Besides ivory, Mozambique is regularly cited as a major transit route for rhino horn poached from South Africa, home to most of the world’s remaining population of the animals.
According to Muthemba, this trend was also favored by the improvement of the legal framework, especially the amendment of the Law on the Protection, Conservation and Sustainable Use of Biological Diversity, which in the field of restriction of freedom (criminal frameworks for prevaricators) of the perpetrators of the crime, punishing not only the material agents, but also the conspirators, accomplices and coverers of the legal type of crime (poaching).
"In addition to actions to raise awareness of communities that have had great advantages in the fight against poaching, the reform of the legal framework has brought great advantages in the protection of wildlife," he said.
Niassa, which is one of the largest wildlife parks in Africa and covers an area larger than Switzerland, boasted an elephant population of 12,000 as recently as 2011.

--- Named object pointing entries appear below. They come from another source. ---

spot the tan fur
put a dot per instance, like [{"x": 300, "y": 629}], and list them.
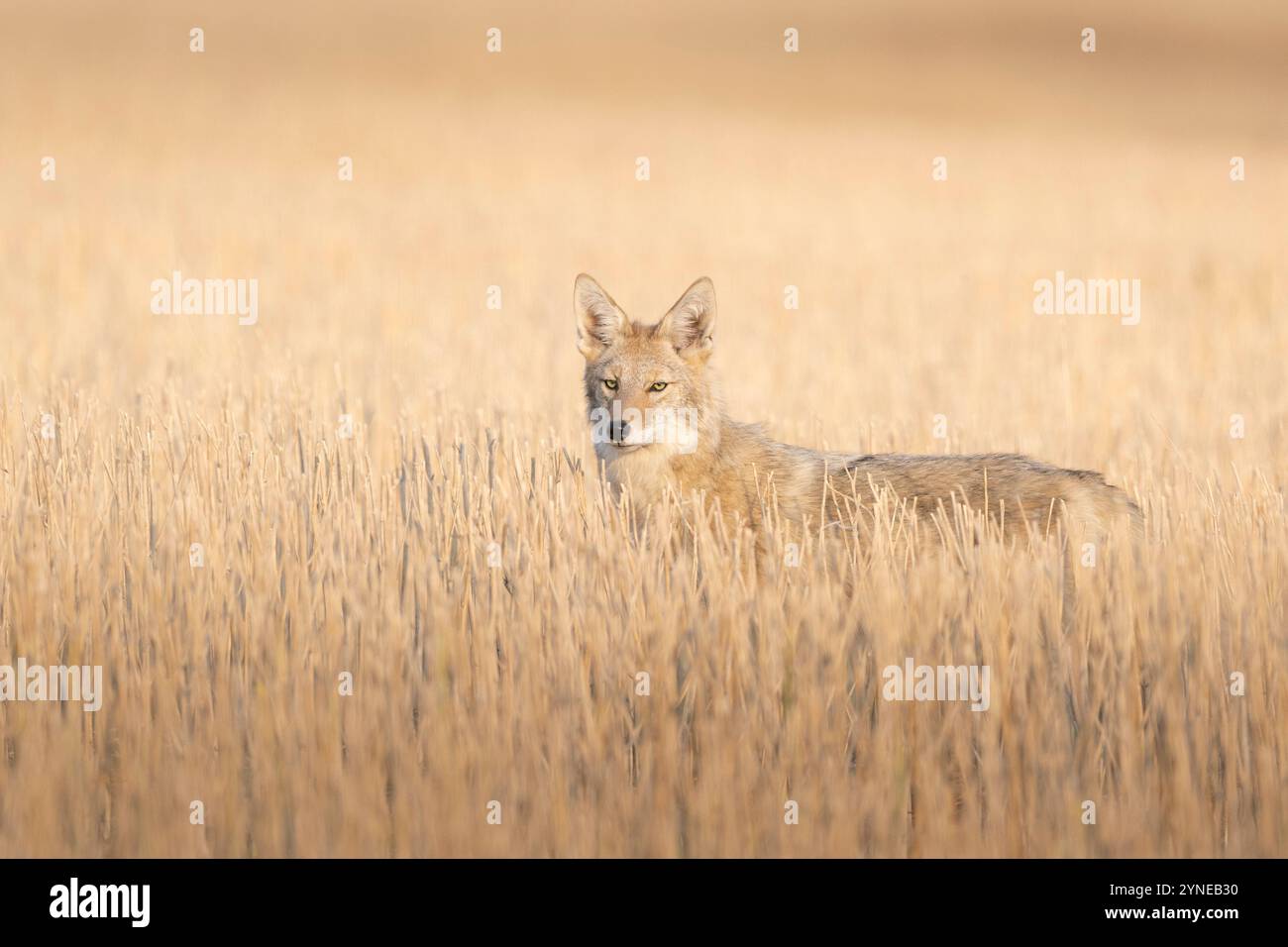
[{"x": 752, "y": 476}]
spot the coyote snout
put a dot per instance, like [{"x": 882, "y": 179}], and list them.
[{"x": 658, "y": 424}]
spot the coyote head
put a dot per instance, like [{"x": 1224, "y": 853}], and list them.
[{"x": 647, "y": 386}]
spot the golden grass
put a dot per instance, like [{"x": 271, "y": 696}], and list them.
[{"x": 516, "y": 684}]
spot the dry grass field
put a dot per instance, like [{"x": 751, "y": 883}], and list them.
[{"x": 127, "y": 437}]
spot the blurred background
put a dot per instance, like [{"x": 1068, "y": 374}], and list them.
[{"x": 768, "y": 169}]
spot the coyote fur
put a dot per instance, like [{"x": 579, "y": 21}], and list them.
[{"x": 640, "y": 379}]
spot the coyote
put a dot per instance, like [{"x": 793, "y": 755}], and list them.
[{"x": 658, "y": 425}]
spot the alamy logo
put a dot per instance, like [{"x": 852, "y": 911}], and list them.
[
  {"x": 179, "y": 296},
  {"x": 1077, "y": 296},
  {"x": 914, "y": 682},
  {"x": 102, "y": 900},
  {"x": 53, "y": 684}
]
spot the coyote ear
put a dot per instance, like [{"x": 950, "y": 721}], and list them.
[
  {"x": 599, "y": 318},
  {"x": 692, "y": 320}
]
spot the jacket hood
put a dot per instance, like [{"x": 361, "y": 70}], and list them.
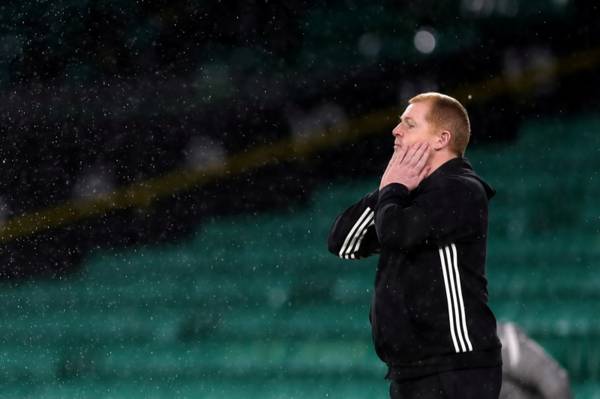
[{"x": 463, "y": 167}]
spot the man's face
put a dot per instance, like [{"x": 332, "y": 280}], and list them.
[{"x": 413, "y": 127}]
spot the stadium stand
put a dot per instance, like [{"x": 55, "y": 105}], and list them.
[{"x": 254, "y": 306}]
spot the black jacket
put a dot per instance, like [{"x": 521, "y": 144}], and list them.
[{"x": 429, "y": 311}]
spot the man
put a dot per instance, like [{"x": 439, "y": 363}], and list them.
[
  {"x": 430, "y": 321},
  {"x": 528, "y": 371}
]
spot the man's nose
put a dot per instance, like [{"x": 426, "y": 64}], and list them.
[{"x": 397, "y": 131}]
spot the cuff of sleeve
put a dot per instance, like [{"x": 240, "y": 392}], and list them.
[{"x": 394, "y": 193}]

Due to aggressive poaching, however, the number of animals plummeted to just above 3,600 in 2017.
To improve the performance of management programs in conservation areas, Muthemba said that the government has been promoting co-management initiatives with a number of partners concerned with conservation, specifically those related to protection and monitoring in the Niassa National Reserve.
Additionally, the park security includes a small plane for patrolling, a dedicated vehicle for the rapid response unit and four motorbikes.
A team of 50 people, including patrolling scouts and gate guards, works at Niassa alongside the police officers.
"In 2014, ANAC signed an agreement with the Wildlife Conservation Society (WCS) to support the management of the Niassa reserve with the central aim of ensuring the protection of species," he said.
Since 2014, the Niassa National Reserve has benefited from the support of the Government of Japan in implementing programs to protect and combat the illegal killing of elephants, and it was from this perspective that the Japanese Ambassador, Toshio Ikeba, also present at the event, said that will continue to honor its commitment to the Mozambican Government by providing support in combating poaching and trade in ivory.
"Japan will donate resources to improve the monitoring and prevention capacity of elephant poaching in Mozambique. It will continue to strengthen cooperation with the international community to stem the illegal trade in wildlife" he noted.
He recalled that his country's government, based on its commitments, disbursed US $ 109,000 in 2018 to monitor trends in elephant poaching in the reserve and to the project of the Center for Wildlife Surveillance and Protection of Wildlife. Niassa Reserve.
The Niassa National Reserve has suffered a significant loss of elephant herds as a result of criminal poaching activities over the last few years, but with the ongoing actions of the government and international partners and not only on the fronts of surveillance, community awareness, among others, the losses were gradually reduced to the situation that is recorded today.
At present, the reserve has a population of 3,238 elephants out of a total of 4,522, almost half of the elephants in the country.
The biggest challenge is to ensure the continuity of the conservation programs of one of the largest natural ecosystems of large wild animals, especially emblematic species such as elephants, lions and leopards.